The orchestra stood behind the descending sun. The crowd of one thousand and eighty-seven basked in the glorious dusk: the summer solstice is only two weeks away. The evening was growing only lighter and longer and lighter. The crowd was delighted for there was no trace of rain though a forecast predicted a faint drizzle towards the late noon and soaked in music and national fervour.
As the conductor of the orchestra opened his vocal organ to welcome to the crowd, Mr and Mrs Englund slowly inched into the courtyard and stood by the wall of Kronhuset the city’s oldest building and the headquarters of Gothenburg Wind Orchestra. Mr Englund held two walking sticks to which he held as tightly as his hands permitted. He is aware that a fall will take him straight to the hospital! Mrs Englund walks without a stick, but holds the left arm of her husband with her right arm. She is his support and guide and the bedrock of life’s mobile activities like she was with many other things in their fruited and fruitful married life. They lived most of their lives not only as married couple but also worked together in their small crockery firm until they retired. They lived their retired lives with their little pensions from private and public sources.

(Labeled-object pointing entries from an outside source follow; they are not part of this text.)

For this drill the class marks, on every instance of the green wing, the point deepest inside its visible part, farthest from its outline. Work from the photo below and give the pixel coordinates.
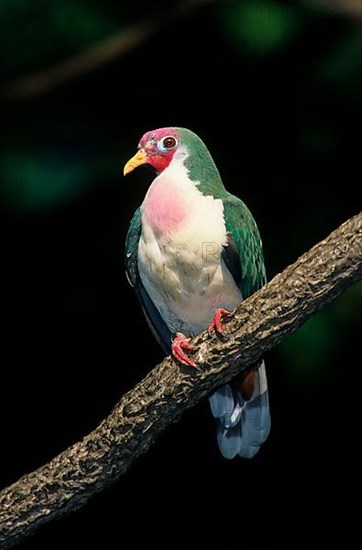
(131, 248)
(244, 253)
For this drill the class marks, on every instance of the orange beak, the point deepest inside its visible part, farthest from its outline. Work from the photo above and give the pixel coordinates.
(139, 158)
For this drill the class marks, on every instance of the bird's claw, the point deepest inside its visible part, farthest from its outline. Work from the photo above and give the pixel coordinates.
(216, 323)
(180, 343)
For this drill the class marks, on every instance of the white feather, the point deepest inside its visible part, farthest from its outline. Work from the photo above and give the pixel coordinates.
(182, 270)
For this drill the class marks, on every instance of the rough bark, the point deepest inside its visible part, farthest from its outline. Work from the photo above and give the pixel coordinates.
(258, 324)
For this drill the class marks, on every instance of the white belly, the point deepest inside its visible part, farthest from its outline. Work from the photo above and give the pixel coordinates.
(185, 275)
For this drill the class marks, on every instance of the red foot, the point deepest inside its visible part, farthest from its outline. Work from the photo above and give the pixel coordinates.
(215, 324)
(179, 344)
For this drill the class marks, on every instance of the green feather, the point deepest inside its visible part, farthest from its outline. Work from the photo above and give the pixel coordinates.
(239, 221)
(242, 227)
(200, 165)
(131, 248)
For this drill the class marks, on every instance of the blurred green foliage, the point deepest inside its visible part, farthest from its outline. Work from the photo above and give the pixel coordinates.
(261, 26)
(79, 149)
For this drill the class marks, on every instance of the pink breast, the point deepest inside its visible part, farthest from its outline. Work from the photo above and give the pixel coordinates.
(163, 207)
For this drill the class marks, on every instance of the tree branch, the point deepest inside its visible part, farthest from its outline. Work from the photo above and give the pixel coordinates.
(258, 324)
(98, 55)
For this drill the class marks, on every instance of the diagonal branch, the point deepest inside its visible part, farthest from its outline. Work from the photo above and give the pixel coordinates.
(98, 55)
(258, 324)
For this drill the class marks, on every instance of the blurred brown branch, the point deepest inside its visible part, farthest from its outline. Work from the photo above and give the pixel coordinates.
(97, 55)
(258, 324)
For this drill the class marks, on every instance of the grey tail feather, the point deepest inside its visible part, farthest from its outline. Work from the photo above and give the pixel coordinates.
(242, 426)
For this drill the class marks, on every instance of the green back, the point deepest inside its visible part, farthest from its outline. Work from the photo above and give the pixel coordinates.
(244, 243)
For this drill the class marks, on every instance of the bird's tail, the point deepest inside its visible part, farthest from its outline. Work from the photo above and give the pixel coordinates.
(242, 413)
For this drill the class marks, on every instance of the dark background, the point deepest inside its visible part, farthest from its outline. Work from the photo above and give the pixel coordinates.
(274, 89)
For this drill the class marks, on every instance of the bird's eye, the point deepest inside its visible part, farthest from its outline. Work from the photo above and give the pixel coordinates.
(167, 143)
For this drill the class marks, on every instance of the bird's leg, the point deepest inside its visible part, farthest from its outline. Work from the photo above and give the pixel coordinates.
(179, 344)
(216, 325)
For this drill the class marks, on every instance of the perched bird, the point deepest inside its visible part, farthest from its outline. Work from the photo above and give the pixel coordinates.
(193, 253)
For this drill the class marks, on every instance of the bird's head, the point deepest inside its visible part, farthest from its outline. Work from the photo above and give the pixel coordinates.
(156, 148)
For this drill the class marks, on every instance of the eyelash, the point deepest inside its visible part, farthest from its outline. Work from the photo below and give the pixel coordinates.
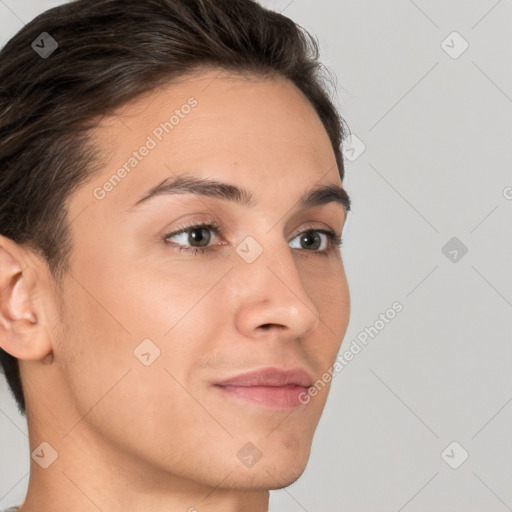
(333, 239)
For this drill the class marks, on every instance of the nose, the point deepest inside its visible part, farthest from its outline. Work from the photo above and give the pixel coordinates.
(271, 296)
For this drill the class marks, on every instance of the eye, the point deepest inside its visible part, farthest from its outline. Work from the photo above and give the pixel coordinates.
(193, 238)
(196, 238)
(318, 240)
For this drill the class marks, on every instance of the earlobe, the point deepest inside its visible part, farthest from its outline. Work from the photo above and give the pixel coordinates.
(22, 330)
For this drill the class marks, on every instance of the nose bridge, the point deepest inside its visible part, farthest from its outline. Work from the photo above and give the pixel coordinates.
(272, 291)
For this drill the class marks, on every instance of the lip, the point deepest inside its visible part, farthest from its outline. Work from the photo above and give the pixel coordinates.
(271, 387)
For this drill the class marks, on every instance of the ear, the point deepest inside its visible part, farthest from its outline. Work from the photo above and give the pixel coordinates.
(23, 332)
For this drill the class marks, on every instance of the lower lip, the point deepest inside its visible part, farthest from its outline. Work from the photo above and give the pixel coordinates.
(270, 397)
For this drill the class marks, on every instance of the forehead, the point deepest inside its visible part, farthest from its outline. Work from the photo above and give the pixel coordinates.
(259, 133)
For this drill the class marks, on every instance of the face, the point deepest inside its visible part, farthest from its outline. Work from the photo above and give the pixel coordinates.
(157, 317)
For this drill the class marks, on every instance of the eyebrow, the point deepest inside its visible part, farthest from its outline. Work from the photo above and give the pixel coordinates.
(190, 184)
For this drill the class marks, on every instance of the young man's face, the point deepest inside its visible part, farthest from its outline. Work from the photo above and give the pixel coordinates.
(143, 332)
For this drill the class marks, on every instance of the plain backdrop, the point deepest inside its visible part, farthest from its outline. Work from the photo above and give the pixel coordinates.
(420, 419)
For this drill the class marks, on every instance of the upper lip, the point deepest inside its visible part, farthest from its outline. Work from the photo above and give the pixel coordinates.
(270, 376)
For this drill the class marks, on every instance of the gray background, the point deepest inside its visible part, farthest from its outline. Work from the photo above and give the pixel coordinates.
(437, 133)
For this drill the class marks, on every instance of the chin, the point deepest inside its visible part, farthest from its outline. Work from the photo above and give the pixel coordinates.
(272, 474)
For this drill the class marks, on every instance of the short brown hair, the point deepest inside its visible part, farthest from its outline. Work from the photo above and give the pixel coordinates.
(110, 52)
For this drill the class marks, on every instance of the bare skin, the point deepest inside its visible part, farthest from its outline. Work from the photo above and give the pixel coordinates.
(161, 436)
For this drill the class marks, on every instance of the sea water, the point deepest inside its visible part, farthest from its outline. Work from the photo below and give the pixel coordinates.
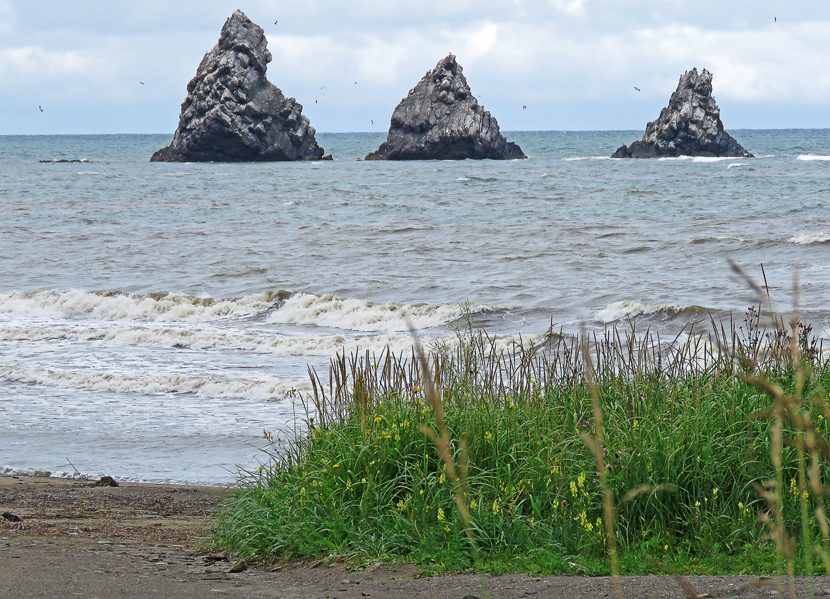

Mr and Mrs Englund stood regretting for coming late. The long benches laid out from this end of the wall to that end of the wall barring for space to walk were occupied: the occupants were absorbing the sunshine and alerting their ears for the wind from the man-made organs to fill their eardrums. Many seated in the crowd noticed the couple. The ensemble observed the couple. The choir saw the couple but displeased for they stood when they cannot stand. It was a long gig lasting for more than an hour. The conductor announced what was going to unfold, and what would unspool from the musicians.
Wind organs roared, huffed and puffed, and roared.
Mr and Mrs Englund glanced into each other through their glasses ‘shall we go, home’. Mrs Englund clutched her husband’s hand, ‘let’s us go’. Mr Englund steered the direction of his walking sticks to walk out from the frontside of the orchestra where an antique shop and a café are located.
The crowd noticed but helpless: ‘should have come earlier’, ‘stayed at home’, ‘they should have done something’ …
Simon Hellström, sitting in the second row, sprang out from his vantage point and seat of comfort, and appeared before Mr and Mrs Englund. He told them to give him a minute for he would go and find chairs. Mr and Mrs Englund stood at attention, motionless. The music started to flow out of the wind organs and the soprano was singing: Ooo …
The entry shutters of a door into the Kronhuset building was open but was shielded with people: standing there to witness the evening. Simon peered into the hall to find some sitting structures, and thrusted himself through two people. A woman obstructed him: ‘where’. He told her what he was after. She told him sweetly: ‘nothing there, you can’t go inside’.
The musical wind was flowing. Gothenburg Wind Orcestra is not an ordinary band who will play music whenever there is a demand. They have defined dates and defined venues and the tickets are dearer. A person like Simon can only snatch a free-to-all music concert like this one. He decided to go back, and let the couple go, and he will go and sit. But a sense in him prevented him, and his thinking sense suggested him to look ahead. He sprang towards the café. Spoke to the man in the café, and came running with two foldable chairs, and placed for them right in front of the ensemble.
Mr and Mrs Englund sat on the chairs: the wind started to blow into their eardrums. Mrs Englund pressed her palms into the hands of Mr Englund: a conscientious man in the unconscientious crowd.